Мама присаживается на край кровати и пытается пощекотать мне пятку. Я поджимаю ноги. Мне сейчас совершенно не до того, но маме, похоже, больше нечем заняться. И она начинает рассказывать про своего нового парня Славу.
Слава. Противное какое-то имя, скользкое. И, по-моему, слишком детское для взрослого человека. Вот как Никита. Сложно представить, что какого-нибудь взрослого и серьёзного дядечку зовут просто Никитой.
– С ним так интересно! Он вегетарианец, занимается йогой, несколько раз был в Индии и владеет службой доставки полезных продуктов, называется «Эвкалипт». Мы с девочками с работы пару раз оттуда заказывали. Представляешь, какое совпадение?
– Да уж, невероятно!
Мама показывает мне смазанную фотографию на телефоне. У Славы длинное, какое-то прямоугольное лицо, блондинистые вихры и глупая полуулыбка.
– Вот видишь, не зря сходила, – гордится мама. – Кстати, я ему про тебя много рассказывала, и он очень хочет с тобой познакомиться. Приглашает нас в своё любимое вегетарианское кафе на Патриарших.

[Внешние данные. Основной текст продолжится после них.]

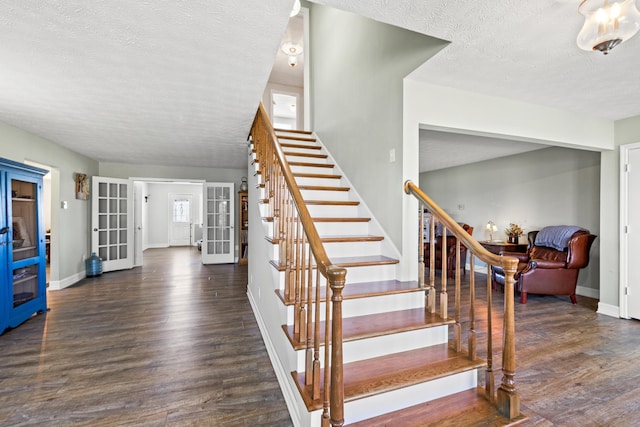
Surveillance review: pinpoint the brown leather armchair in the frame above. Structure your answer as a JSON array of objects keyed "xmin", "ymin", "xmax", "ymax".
[
  {"xmin": 424, "ymin": 224, "xmax": 473, "ymax": 277},
  {"xmin": 491, "ymin": 230, "xmax": 597, "ymax": 304}
]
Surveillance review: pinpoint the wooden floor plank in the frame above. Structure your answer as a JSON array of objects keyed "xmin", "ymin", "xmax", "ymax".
[{"xmin": 0, "ymin": 247, "xmax": 292, "ymax": 427}]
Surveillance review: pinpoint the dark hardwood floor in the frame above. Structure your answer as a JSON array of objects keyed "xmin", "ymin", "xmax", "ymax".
[
  {"xmin": 0, "ymin": 248, "xmax": 640, "ymax": 427},
  {"xmin": 0, "ymin": 248, "xmax": 291, "ymax": 426}
]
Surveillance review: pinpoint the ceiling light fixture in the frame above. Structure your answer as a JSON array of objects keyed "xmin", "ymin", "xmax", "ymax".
[
  {"xmin": 280, "ymin": 42, "xmax": 302, "ymax": 67},
  {"xmin": 577, "ymin": 0, "xmax": 640, "ymax": 55},
  {"xmin": 289, "ymin": 0, "xmax": 301, "ymax": 18}
]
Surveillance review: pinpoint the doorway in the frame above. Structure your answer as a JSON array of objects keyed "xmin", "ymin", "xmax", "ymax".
[{"xmin": 169, "ymin": 193, "xmax": 193, "ymax": 246}]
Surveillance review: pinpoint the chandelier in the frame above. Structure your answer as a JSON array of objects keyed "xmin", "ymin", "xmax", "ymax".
[{"xmin": 577, "ymin": 0, "xmax": 640, "ymax": 55}]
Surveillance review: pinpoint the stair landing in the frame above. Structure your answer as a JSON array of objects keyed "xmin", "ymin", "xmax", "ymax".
[
  {"xmin": 347, "ymin": 387, "xmax": 527, "ymax": 427},
  {"xmin": 292, "ymin": 344, "xmax": 486, "ymax": 412}
]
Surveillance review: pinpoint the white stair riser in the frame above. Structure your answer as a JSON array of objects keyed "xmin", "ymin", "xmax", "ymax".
[
  {"xmin": 324, "ymin": 242, "xmax": 381, "ymax": 259},
  {"xmin": 296, "ymin": 326, "xmax": 448, "ymax": 372},
  {"xmin": 307, "ymin": 205, "xmax": 358, "ymax": 218},
  {"xmin": 340, "ymin": 264, "xmax": 396, "ymax": 284},
  {"xmin": 315, "ymin": 222, "xmax": 369, "ymax": 236},
  {"xmin": 282, "ymin": 147, "xmax": 324, "ymax": 155},
  {"xmin": 286, "ymin": 153, "xmax": 329, "ymax": 164},
  {"xmin": 300, "ymin": 189, "xmax": 350, "ymax": 201},
  {"xmin": 296, "ymin": 176, "xmax": 342, "ymax": 187},
  {"xmin": 287, "ymin": 285, "xmax": 424, "ymax": 325},
  {"xmin": 308, "ymin": 370, "xmax": 478, "ymax": 427},
  {"xmin": 344, "ymin": 369, "xmax": 478, "ymax": 425},
  {"xmin": 290, "ymin": 165, "xmax": 334, "ymax": 175},
  {"xmin": 270, "ymin": 242, "xmax": 381, "ymax": 259}
]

– А он знает, что ты не вегетарианка? – уточняю.
– Это я пока не вегетарианка. Вообще-то, я уже давно подумываю отказаться от мяса, я же и так только рыбу и птицу ем, а мясо – о-очень редко, вот даже не вспомню, когда в последний раз.
– А борщ в холодильнике? – напоминаю я.
– Ну это же для вас с Женей! Я-то его не буду, – отмахивается мама.
– Понятно, – хмыкаю я.
Мама тот ещё хамелеон! На этих быстрых свиданиях ей кто только не попадается, и на каждого обязательно нужно произвести впечатление. Если она вдруг кому-то из «женихов» не приглянулась, то всю неделю ходит обиженная, словно ей нанесли страшное оскорбление. Некоторые мамы помешаны на диетах или, там, рукоделии, а моя – на том, чтобы всем вокруг нравиться. Вот и прикидывается: то она джаз любит, то футбол, то индийскую кухню, то современное искусство – лишь бы внимание обратили.
– Значит, ты у нас теперь вегетарианка, – вздыхаю я с укоризной.
– А что тут такого? Я же люблю овощи, и фасоль люблю, и тофу. Я, между прочим, человек, открытый к новым идеям и новому опыту. И вообще, хватит мать критиковать! Что ж такое!